Au début de l’interview, Richard Gaitet pose toujours la même question : quel est le mot qui résume le mieux votre univers littéraire. « Un. seul. mot. » Tous ses invités respectent la consigne et répondent. À la place, Mouawad égrène une ribambelle de synonymes et Debré rétorque hors de question, j’écris des livres entiers, ce n’est pas pour les résumer.
Si ces interviews m’ont fascinée, c’est pour le rapport au mal que ces deux-là assument. Une fascination pour les criminels déjà, faute de meilleur mot. Lui a mis au coeur de son oeuvre la noirceur regardée dans les yeux, la guerre, l’ascendance, la famille, l’appartenance religieuse. Chacune de ses œuvres commence par un décès. Chez elle, trois romans sur quatre sont des autofictions qui portent sur sa lignée, son père, l’enlèvement de la garde de son fils, son trait tiré sur la famille et l’hétérosexualité. Ils témoignent tous les deux d’une capacité à ne rien ressentir, à devenir des toiles blanches face au drame. Elle dit, quand on perd sa mère si jeune et que ça va, on se dit qu’on est préparé à tout.
Et puis il y a la façon dont tout ça transforme. Chez Mouawad il y a des extrémités incompréhensibles. Il raconte avoir fait des propositions de mise en scène impossibles, par exemple, que le spectacle commence par un personnage qui se passe la corde au cou et annonce qu’il va se pendre et qu’il faudra que quelqu’un dans la salle vienne soulever ses jambes. Il dit, soit quelqu’un le sauve, soit il meurt. Ou bien que chaque spectateurice se voit distribuer une petite lame de rasoir pour se couper une veine et laisser couler un filet de sang qui, grâce au sol incliné de la salle, formera mêlé à d’autres une petite marre au pied de la scène. Alors la représentation pourra commencer. Ces propositions ont été refusées par les troupes. À l’écoute de l'interview j’ai un vertige, me demandant comment l’homme qui parle pouvait être celui qui tenait des propos si sensés et sensibles la minute d’avant.
Debré écrit au début de Love Me Tender « Je ne vois pas pourquoi l’amour entre une mère et un fils ne serait pas exactement comme les autres amours. Pourquoi on ne pourrait pas cesser de s’aimer. Pourquoi on ne pourrait pas rompre. Je ne vois pas pourquoi on ne pourrait pas s’en foutre, une fois pour toutes, de l’amour. » La phrase figure sur la quatrième et a fait que jusque-là je ne l’avais jamais ouvert. Apres les épisodes, j’ai fini par le lire et j’ai eu l’impression de comprendre. En écoutant cet extrait de L’esprit critique, j’ai mieux compris encore. Que toute la force de Debré réside dans ses contradictions, que quand elle écrit ce genre de propos elle donne la parole à une partie d’elle-même seulement.
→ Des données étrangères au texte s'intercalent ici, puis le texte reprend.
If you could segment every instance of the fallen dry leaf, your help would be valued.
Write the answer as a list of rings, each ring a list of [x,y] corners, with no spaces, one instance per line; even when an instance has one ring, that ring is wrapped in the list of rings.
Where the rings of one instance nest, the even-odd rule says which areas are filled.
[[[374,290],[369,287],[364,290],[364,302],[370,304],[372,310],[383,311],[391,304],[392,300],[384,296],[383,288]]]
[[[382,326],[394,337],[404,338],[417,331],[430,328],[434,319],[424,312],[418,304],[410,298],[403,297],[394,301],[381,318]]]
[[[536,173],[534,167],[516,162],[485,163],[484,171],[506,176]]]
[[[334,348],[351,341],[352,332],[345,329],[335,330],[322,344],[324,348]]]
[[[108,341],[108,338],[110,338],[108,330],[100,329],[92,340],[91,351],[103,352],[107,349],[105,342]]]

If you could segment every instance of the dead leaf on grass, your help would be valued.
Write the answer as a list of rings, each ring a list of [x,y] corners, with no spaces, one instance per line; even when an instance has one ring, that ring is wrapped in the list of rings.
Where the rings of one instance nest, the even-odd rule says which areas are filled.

Que cette épaisseur se superpose à toutes les autres, que dans un bouquin qui parle de la douleur à hurler de s’être fait retirer son fils, même sans jamais détailler cette douleur - « les émotions et les sentiments sont des choses répugnantes » - on ne peut pas penser un seul instant qu’elle n’est pas là. On ne voit qu’elle.
Cette pose, comme le dit un journaliste de L’esprit critique, cette immense posture qu’on entend dans ses mots n’est pas moins vraie. Elle expose et met à plat l’un des feuillets de sa psyché, le moins assumable et le plus provocateur, et c’est d’une grande force. Alors oui, ça ne doit pas être évident de mener une vie guidée par cette voix-là. À titre personnel je me souhaite tout sauf la proximité avec des gens comme ça. Mais elle parvient à transformer le geste en littérature, qui fonctionne parce qu’elle l’épouse, qu’elle est ce geste. Et ce n’est pas rien.